I tried to draw a diagram, but I don't understand where the 5m is, the height of the lamppost? Is the question asking for the derivative of the speed?

• Calculus - ,

draw a lamppost, vertical line, and label it 5 m high (we assusme the light is at the top of the lamppost)
draw a horizontal line, the sidewalk? , and draw the man , vertical line, somewhere on the sidwalk.
Join the top of the lamppost to the man's head and continue until you hit the sidewalk.
label the distance between the post and the man as y, label the length of his shadow x
we are given dy/dt as 1.5 m/s, we are to find dx/dt when y = 10 m

I see to right-angled triangles, with a smaller inside a larger.
By similar triangles:
5/(x+y) = 2/x
cross-multiply, ...
5x = 2x + 2y
3x = 2y

differentiate with respect to t
3dx/dt = 2dy/dt
dx/dt = 2(1.5)/3 = 1 m/s

Notice we did not need the 10 m, there was no place to sub it in.

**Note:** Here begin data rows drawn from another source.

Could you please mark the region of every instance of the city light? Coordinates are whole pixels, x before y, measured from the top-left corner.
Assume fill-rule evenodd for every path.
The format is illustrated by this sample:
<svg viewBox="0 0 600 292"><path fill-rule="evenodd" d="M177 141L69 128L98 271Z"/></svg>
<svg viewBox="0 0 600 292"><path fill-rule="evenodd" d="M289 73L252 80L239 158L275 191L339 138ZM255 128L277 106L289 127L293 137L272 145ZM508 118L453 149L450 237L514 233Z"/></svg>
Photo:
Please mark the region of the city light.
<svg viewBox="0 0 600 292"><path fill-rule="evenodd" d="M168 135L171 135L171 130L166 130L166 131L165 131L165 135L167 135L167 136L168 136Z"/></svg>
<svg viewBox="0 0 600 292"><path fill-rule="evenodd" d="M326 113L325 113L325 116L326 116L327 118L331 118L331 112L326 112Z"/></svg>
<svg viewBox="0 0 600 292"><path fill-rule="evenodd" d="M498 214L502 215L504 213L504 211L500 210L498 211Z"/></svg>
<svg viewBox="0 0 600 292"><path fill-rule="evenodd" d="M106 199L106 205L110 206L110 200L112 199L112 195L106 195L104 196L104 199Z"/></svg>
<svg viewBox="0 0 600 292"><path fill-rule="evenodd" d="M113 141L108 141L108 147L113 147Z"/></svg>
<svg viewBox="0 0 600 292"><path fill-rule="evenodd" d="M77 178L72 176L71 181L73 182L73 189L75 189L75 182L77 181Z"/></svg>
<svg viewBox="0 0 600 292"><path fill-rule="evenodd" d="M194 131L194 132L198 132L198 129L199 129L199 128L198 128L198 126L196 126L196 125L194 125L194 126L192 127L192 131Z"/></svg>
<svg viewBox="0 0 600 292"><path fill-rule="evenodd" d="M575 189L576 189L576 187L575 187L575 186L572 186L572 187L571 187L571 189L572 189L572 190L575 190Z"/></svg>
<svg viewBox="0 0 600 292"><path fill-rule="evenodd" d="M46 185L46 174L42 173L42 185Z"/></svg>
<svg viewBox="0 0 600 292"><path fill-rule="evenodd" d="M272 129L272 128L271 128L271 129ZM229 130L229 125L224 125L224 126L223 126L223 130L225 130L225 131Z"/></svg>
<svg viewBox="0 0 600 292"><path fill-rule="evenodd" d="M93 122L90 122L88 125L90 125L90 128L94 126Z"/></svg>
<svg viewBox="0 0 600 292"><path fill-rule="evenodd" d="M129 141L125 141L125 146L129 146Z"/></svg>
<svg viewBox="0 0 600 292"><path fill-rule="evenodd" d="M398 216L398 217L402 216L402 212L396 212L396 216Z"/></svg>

We have shown that the man's shadow is growing at a constant rate of 1 m/s, no matter where he is.

Be careful with this question.
Had it asked "how fast is the man's shadow moving", we would have to add the man's speed to the 1 m/s for a speed of 2.5 m/s.

• Calculus - ,

My goodness!
I just noticed that I typed "to" instead of "two" in "I see to right-angled triangles ..."

• Calculus - ,

Thank you so much for clearing it up showing the steps crystal clear. How do you know that 1.5m/s is dy/dt?

• Calculus - ,

2.5 km/h

• Calculus - ,

thanks a lot Reiny.

• Calculus - ,

The y distance is based on how fast the man is walking. In respect to time, dy/dt is 1.5m/s.